Thus, each element of the resulting superposition describes an observer
who perceived. a definite and generally different result, and to whom it
appears that the object-system state has been transformed into the corresponding eigenstate. In this sense the usual assertions of Process 1
appear to hold on a subjective level to each observer described by an element of the superposition.

Moreover, he over and over again makes explicit that this is a theory of one and only one universal wave function. The problem is that all of this is very clear in the technical literature, but popularly there is a lot of disinformation.

For a given scattering angle of measurement, there is exactly one possible outcome for the electron’s state.

1. Oops, you’re right, I meant countable, not finite.
2. Yes, but I wasn’t talking about observed states, I was talking about outcomes of quantum events.
3. Can you give an example of a quantum operator with a continuous set of eigenvalues?
4. Yes, I believe it’s countably infinite.

X operator, typically.

Okay, but it’s not really observable as a continuum. Nor does it represent a quantum interaction.

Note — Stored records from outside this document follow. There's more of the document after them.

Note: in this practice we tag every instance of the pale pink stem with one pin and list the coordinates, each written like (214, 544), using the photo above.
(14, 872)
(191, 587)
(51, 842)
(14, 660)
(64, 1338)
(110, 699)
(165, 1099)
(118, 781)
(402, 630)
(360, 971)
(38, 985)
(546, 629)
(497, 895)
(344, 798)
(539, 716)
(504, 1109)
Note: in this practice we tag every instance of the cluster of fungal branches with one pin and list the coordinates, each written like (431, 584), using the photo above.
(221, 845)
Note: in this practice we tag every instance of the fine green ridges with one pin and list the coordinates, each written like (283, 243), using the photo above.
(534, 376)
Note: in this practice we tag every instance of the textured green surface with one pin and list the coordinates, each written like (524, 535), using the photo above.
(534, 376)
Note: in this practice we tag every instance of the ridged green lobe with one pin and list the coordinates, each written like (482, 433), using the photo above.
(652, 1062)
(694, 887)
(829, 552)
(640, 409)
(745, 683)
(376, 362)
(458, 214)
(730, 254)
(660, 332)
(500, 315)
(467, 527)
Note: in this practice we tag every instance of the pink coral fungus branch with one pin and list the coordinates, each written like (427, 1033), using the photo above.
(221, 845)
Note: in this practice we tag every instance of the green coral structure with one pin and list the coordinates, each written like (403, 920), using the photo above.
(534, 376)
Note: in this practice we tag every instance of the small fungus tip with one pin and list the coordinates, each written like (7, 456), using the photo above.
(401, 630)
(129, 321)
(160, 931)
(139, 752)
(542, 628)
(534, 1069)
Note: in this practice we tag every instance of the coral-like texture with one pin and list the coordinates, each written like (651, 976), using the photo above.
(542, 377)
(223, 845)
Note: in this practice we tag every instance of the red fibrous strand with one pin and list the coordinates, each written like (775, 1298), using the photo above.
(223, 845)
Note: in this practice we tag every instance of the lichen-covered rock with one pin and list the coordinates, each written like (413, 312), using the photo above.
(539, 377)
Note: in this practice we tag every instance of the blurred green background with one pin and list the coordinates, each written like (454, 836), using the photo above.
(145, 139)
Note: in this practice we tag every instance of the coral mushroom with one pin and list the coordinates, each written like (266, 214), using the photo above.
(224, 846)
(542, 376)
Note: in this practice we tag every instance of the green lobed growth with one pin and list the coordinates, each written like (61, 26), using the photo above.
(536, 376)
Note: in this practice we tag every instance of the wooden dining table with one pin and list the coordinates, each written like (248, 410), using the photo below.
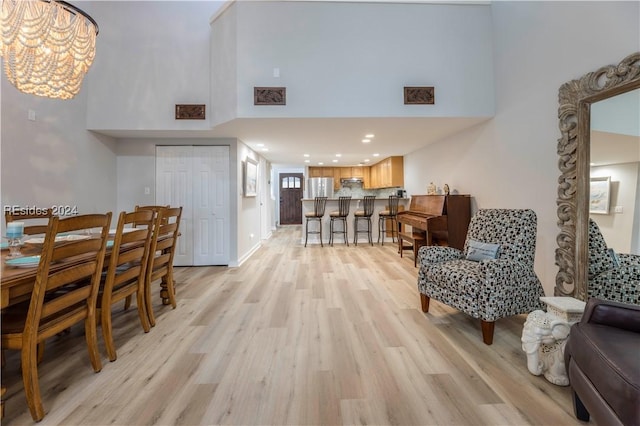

Momentum, position, free particle Hamiltonian… Generally, only bound quantum systems exhibit discrete quantum numbers, so for example a free particle can have any energy whatsoever, while a particle confined to a box has energy eigenvalues proportional to the square of some integer n.

Quoth Hellestal:

To an extent, it’s a bit crackpot to rest on any interpretation of quantum mechanics at all. Any of the standard interpretations you’ve heard of, and several more you haven’t, all give exactly the same predictions for the results of experiments, and therefore are scientifically exactly equivalent. It’s not the scientist’s place to choose between experimentally-indistinguishable models: That’s a job for the philosopher. Using one particular interpretation or another might make it a little more intuitive how to do some calculations, but any calculation can be done in any interpretation, and anyway, which interpretation is more intuitive depends on what calculation you’re doing (and on the intuition of the particular physicist, too).

Your statement makes no sense to me. “Observable as a continuum?” What does that mean? And why does the operator have to represent a “quantum interaction,” whatever you mean by that.